The Perspective of Roger Weiss


D'Scene Magazine

4 pages



Artist ROGER WEISS is one of the few contemporary artists on the scene who successfully manage to use photography as an inspiring art medium, while creating showstopping and original visualizations. Our contributor SAV LIOTTA sits down with Roger to talk about his beginnings, his creative process and the hidden message behind his artworks.

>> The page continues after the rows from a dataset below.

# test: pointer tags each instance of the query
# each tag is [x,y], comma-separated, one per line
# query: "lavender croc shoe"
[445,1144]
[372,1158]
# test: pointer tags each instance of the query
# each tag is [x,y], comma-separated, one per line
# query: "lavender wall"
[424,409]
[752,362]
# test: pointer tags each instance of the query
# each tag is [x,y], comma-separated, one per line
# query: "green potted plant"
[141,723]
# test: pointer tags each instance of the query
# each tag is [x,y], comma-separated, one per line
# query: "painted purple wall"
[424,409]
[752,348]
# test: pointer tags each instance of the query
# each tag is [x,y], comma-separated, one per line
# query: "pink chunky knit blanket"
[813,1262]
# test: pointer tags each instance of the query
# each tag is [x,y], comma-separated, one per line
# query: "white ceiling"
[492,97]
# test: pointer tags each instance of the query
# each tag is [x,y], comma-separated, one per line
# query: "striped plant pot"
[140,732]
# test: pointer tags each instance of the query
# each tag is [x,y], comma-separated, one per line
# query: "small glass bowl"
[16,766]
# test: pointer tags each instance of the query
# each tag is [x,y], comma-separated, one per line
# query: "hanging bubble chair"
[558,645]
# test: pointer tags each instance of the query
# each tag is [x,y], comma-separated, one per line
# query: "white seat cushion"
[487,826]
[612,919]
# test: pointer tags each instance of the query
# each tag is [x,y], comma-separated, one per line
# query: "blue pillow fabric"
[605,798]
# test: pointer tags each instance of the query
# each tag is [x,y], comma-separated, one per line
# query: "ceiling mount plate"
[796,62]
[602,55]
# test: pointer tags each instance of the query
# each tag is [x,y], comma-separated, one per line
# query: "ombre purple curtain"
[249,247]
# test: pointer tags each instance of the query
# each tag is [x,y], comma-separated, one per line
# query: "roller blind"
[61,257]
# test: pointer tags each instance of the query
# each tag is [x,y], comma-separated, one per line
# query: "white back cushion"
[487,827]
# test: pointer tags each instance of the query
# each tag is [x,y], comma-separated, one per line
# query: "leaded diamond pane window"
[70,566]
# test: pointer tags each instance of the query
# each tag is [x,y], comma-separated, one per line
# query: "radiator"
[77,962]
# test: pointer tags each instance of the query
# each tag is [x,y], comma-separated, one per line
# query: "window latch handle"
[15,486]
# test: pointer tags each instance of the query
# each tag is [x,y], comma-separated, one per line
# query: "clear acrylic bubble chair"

You are a well-established young artist can you tell us how you started your first approaches to the camera?
My approach to camera has been very gradual, initially fascinated by the desire to handle machines for me with mechanical mysteries and experience the dark room, slowly, I realized that staying behind a goal would have allowed me to relate to others more easily. From that moment on, I’ve always had people who helped me by giving me some of themselves that I have carefully taken care of in my work.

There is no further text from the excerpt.